Scope Of Mpeg 7 Visual Standard Computer Science Essay

Published: Last Edited:

This essay has been submitted by a student. This is not an example of the work written by our professional essay writers.

We have seen rapid increase in volume of image and video collections. A huge amount of information is available every day in gigabytes. The new visual information is being generated, stored, and transmitted. However, it is very hard to access this visual information unless it is organized in a well-mannered to allow effective browsing, searching and retrieval. Image retrieval has been a very active research and development domain since the early 1970s.

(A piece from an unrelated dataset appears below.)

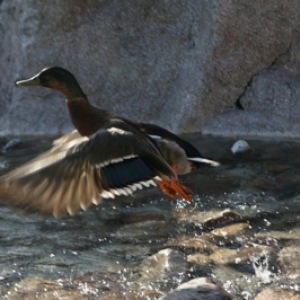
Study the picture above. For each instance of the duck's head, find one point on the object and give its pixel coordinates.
(56, 78)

During the early 1990s the research on video retrieval became of equal importance. A very popular means for image or video retrieval is to note images or video with text and to use text-based database management systems to perform image retrieval. However text-based notation has important drawbacks when presented with large volumes of images. A notation can in this fact become importantly intensive. Furthermore, since images are valuable in content text may in many applications not be valuable enough to describe images.

To overcome these difficulties in the early 1990s, content-based image retrieval comes up as a promising means for describing and retrieving images. Content-based image retrieval systems describe images by their own visual content rather than text such as color, texture, and shape information.

The MPEG-7 standardized description systems that allow users to search, identify, filter and browse content. The purpose of this report to provide overview of MPEG-7 content-based description and retrieval specifications.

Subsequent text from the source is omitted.